Welcome to my world, Buddy! And let me know when you're about to engage in that discussion with a rep from the IL DNR Conservation Police. Might be entertaining


----------



## montana_wild (Nov 2, 2011)

Csquared said:


> Curious, but is that legal? I'm in Il and we cannot shoot a single projectile over a body of water. Probably just one more thing on a long list of things we can't do that others can


I would have alot to say to someone if they tried to ticket me for that! Thank God I live in Montana. lol I feel sorry if that's a law in your state.


----------



## MossyMO (Feb 12, 2004)

Great video, well done!


----------



## MidwestMike (Jul 27, 2011)

Hey C Squared,
In MI, we are not allowed to shoot an animal crossing a body of water, or standing in one. That is more understandable than shooting across one though? I wonder if it is a riccochet issue that IL is worried about? If I was bow hunting by a pond, I'd have to break your IL law!! :bop:


----------



## Csquared (Sep 5, 2006)

Mike, here's IL code verbatim...



> It is unlawful to.....discharge a rifle, handgun or airgun on, over or into water or ice.


pg 10 of the IL digest of regs

I'll let you decide if you would be comfortable counting on a Judge to allow the state's intent to factor into his decision.

As to the law you would have to break while bowhunting, you would probably be cause for the arresting CPO to get an early Christmas bonus, because you would get at least two citations since the thread is about shooting coyotes with a rifle, and IL law expressly prohibits that while bowhunting...
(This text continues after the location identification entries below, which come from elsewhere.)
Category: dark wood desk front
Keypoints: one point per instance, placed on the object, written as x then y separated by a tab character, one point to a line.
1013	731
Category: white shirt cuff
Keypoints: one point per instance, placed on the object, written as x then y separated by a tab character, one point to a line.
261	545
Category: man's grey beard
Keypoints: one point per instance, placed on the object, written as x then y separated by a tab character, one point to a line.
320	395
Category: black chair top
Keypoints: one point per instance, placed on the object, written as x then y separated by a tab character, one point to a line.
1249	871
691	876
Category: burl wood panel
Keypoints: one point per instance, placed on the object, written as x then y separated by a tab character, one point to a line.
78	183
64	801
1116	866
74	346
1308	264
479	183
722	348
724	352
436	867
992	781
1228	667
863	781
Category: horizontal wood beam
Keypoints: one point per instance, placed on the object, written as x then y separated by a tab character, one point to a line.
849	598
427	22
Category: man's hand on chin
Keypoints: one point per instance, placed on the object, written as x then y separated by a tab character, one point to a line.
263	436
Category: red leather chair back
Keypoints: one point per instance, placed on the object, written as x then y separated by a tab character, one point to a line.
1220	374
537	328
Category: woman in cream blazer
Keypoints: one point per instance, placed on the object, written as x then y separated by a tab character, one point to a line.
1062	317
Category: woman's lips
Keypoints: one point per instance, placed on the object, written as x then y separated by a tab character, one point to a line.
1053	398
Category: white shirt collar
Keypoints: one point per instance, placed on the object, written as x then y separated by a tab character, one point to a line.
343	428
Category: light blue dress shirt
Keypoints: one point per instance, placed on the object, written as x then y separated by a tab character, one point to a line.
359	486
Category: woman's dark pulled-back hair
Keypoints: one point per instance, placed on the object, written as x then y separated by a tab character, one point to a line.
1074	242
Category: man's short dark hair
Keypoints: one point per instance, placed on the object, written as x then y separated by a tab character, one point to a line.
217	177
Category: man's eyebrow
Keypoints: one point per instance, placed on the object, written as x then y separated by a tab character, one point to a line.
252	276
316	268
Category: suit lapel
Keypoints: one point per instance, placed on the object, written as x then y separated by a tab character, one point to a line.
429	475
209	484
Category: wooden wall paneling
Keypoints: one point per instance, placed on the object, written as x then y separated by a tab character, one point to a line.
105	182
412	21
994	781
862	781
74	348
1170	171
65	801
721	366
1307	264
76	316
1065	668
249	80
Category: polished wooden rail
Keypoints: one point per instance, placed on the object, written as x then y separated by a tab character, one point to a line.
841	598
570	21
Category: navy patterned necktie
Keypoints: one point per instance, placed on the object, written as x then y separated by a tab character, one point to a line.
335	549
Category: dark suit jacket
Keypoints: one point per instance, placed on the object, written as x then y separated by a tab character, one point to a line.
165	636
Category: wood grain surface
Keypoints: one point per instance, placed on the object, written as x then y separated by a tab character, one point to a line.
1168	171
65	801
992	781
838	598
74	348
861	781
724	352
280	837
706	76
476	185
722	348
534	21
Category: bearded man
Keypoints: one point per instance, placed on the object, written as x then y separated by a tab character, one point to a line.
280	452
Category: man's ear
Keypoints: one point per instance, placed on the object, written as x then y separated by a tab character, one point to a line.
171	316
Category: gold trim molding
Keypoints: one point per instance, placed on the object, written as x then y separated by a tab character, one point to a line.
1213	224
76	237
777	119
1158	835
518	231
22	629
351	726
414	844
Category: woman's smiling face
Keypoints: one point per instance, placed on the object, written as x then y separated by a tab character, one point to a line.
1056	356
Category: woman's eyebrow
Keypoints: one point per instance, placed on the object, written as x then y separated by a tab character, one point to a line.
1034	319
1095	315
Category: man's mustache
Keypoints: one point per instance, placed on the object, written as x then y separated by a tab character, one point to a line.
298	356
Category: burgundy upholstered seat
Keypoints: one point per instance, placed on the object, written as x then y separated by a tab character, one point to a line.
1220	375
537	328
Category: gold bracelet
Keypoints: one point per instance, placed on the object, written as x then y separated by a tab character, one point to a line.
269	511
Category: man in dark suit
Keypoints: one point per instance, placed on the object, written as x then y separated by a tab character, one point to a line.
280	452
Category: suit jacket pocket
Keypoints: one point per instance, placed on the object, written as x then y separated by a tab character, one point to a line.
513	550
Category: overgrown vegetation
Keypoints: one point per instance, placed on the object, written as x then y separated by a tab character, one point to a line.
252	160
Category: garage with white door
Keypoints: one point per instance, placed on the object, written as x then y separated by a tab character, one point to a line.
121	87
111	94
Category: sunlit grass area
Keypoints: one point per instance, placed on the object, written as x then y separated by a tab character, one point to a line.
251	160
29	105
> Archery deer hunters may not possess firearms while hunting deer. You cannot possess a bow and a gun at the same time in the field while deer hunting.


 pg 16 of the IL digest of regs

You see, Mike, although it may be hard to understand _WHY _IL law is what it is, they certainly have written it in a way that's hard *NOT* to understand.

For example, here's how they prevent deer hunting with a rifle....


> It is unlawful to....possess any rifle in the field during the gun deer season except muzzleloading rifles used by deer hunters only.


Which is actually an improvement because it used to say....


> It is illegal to possess a loaded centerfire rifle during the seven days of firearm deer season.


Think about THAT one !


----------